Today, Congressmen Tim Holden (D-PA), and Bob Goodlatte (R-VA), Chairman and Ranking Member of the House Agriculture Committee's Subcommittee on Conservation, Credit, Energy, and Research, introduced the Chesapeake Bay Program Reauthorization and Improvement Act. This bill will support ongoing efforts to reduce the pollution flowing into the Chesapeake Bay Watershed by providing agriculture producers the tools and certainty they need to implement conservation practices on their land and by giving all sectors the flexibility to meet their regulatory requirements under the Clean Water Act (CWA).
The Chesapeake Bay is the nation's largest and most diverse estuary. In the 2008 Farm Bill, Congress established a new Chesapeake Bay Watershed Program to help reduce nutrients and sediment that can flow into the Bay Watershed. That program has been very popular among landowners in the region and has built upon the ongoing work USDA and its partners have been undertaking. Although this effort is barely underway, the U.S. Environmental Protection Agency recently announced new regulatory measures to reduce nitrogen, phosphours, and sediment going into the Chesapeake Bay Watershed through the Total Maximum Daily Load (TMDL) process. In response to this action, Congressmen Holden and Congressman Goodlatte introduced a bill to build upon the success of the 2008 Farm Bill by providing agriculture producers resources and certainty through an assurance program. The bill also establishes guidelines for a regional trading system that will allow farmers and industry the ability to participate in Bay-wide trading program to help achieve reduction goals.
"The 2008 Farm Bill took significant steps to address water quality in the Chesapeake Bay watershed," said Congressman Holden. "This new program builds upon that initiative to improve water quality and quantity; restore, enhance and preserve wildlife habitat without economic harm to our communities and producers. I look forward to a continuing dialogue with others interested in Chesapeake Bay restoration activities as we attempt to move legislation that addresses water quality concerns while continuing to increase economic opportunities for the residents of the watershed.

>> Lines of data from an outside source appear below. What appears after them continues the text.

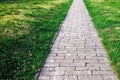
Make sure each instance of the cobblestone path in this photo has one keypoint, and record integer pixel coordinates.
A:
(77, 53)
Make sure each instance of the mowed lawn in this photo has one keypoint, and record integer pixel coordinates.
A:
(106, 18)
(27, 28)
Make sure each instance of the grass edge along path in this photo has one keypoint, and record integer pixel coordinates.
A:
(27, 28)
(106, 18)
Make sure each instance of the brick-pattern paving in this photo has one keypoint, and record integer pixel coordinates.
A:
(77, 53)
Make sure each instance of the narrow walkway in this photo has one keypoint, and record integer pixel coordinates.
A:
(77, 53)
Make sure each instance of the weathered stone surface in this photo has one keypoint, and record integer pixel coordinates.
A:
(77, 53)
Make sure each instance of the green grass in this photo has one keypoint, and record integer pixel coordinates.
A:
(106, 18)
(27, 28)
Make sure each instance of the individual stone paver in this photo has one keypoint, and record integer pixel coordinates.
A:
(77, 53)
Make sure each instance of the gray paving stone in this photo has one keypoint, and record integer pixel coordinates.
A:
(63, 78)
(77, 53)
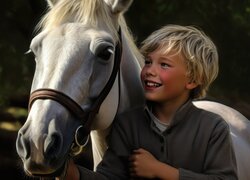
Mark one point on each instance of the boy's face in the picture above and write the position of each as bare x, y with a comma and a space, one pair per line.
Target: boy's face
164, 77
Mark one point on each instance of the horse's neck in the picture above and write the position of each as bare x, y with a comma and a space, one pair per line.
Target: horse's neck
131, 91
130, 96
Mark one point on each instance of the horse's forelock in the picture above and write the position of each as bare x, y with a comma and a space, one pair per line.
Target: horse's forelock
79, 11
86, 12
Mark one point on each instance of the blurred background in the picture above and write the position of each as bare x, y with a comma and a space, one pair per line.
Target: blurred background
226, 22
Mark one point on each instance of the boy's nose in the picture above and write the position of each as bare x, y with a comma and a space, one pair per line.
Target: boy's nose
151, 71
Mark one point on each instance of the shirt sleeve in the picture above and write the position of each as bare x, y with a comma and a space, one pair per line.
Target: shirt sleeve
115, 164
220, 162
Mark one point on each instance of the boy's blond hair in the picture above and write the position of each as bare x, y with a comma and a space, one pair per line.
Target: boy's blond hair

"Almost 200 miles long, the Chesapeake Bay is a wonderful resource, still beautiful and still teeming with life that we both harvest and appreciate, said Rep. Bob Goodlatte. "Unquestionably the Bay is in need and worthy of our attention and concern and I believe everyone has a role to play in restoring it. Today I am pleased to join with Congressman Holden in introducing legislation which will protect the health of the Bay while also ensuring the strength and vitality of our family farms and local communities within the Bay Watershed."